American consumers must also assume their responsibilities. They must be vigilant and pay close attention to those companies that are not living up to the commitments they made to their communities. They must also resist their urge to over consume cheap goods imported from countries that refuse to open their markets to US-made products.
The second issue, US-China trade relations, is more complex and requires real determination on the part of the Obama administration and the US Congress. For over 25 years, the US trade deficit with China has grown exponentially and will continue to worsen if our politicians don’t recognize the fact that the national security of the United States is at stake and take measures to start reversing the trend.
In 2010, the US bought $334.14 billion worth of goods from China while the Chinese only bought $81.76 billion of our goods; the year before we imported $296.38 billion of goods from the Chinese while they only bought for $69.5 billion from us.
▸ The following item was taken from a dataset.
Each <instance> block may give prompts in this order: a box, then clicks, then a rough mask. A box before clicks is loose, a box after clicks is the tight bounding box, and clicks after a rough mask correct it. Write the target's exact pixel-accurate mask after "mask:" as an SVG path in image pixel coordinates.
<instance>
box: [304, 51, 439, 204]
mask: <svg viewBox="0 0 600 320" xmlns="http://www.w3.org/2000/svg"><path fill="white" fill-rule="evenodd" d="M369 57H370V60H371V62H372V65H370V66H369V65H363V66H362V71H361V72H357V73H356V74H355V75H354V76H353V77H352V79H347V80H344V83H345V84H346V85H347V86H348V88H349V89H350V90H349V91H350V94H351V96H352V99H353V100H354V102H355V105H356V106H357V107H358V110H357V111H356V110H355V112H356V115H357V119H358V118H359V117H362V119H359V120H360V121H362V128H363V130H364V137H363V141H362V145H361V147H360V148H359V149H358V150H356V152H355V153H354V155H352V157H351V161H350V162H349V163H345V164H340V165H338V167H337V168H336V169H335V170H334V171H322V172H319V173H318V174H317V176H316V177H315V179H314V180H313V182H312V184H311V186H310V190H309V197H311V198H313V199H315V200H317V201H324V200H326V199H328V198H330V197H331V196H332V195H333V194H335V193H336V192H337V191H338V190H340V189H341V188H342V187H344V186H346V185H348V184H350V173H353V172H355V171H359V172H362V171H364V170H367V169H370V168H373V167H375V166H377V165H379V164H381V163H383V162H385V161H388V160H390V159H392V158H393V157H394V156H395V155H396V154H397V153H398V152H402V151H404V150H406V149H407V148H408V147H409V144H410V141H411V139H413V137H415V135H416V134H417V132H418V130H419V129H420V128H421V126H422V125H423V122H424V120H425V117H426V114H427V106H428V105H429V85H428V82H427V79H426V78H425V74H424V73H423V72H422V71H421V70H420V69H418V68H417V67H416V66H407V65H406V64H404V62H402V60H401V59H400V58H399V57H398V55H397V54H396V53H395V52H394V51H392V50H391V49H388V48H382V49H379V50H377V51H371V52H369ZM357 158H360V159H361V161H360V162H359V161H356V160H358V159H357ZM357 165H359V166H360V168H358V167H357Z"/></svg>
In fact, the US has been trading at a deficit with China since 1985. This situation cannot be allowed to go on.
Washington must apply pressure on China to adopt rules of free market, eliminate barriers to entry of US goods and stop to artificially lowering the value of the Yuan. During his high profile to the White House last week, Chinese president Hu Jintao announced a $45 billion deal for US businesses, this is only a drop in the bucket and does not even represent 20 percent of the deficit the US accumulated with China in 2010 alone. While our leaders should not be expected to suddenly become protectionists, they must make it clear to China that it takes two to tango. If we open our markets to China, the Chinese leaders should also open their country’s markets to US goods.
It is hard to expect other trading partners to abide by rules of free market when China is allowed to disregard them with no consequences. When China was allowed into the WTO on December 11, 2001, its leaders committed to make necessary reforms specifically in the areas of human rights and economic policies. To date, they have made little progress in those regards. Dissidents are still being persecuted, violation of copyright is tolerated, unreasonable tariffs on US goods are still in place, and the Yuan continues to be manipulated.
The United States’ competitiveness and its national security are at stake. In his State of the Union address tomorrow, President Obama intends to convince the nation that his administration will focus its efforts into job creation; he would also be wise to urge Congress to work with him to exert pressure to force China to start abiding by their WTO obligations.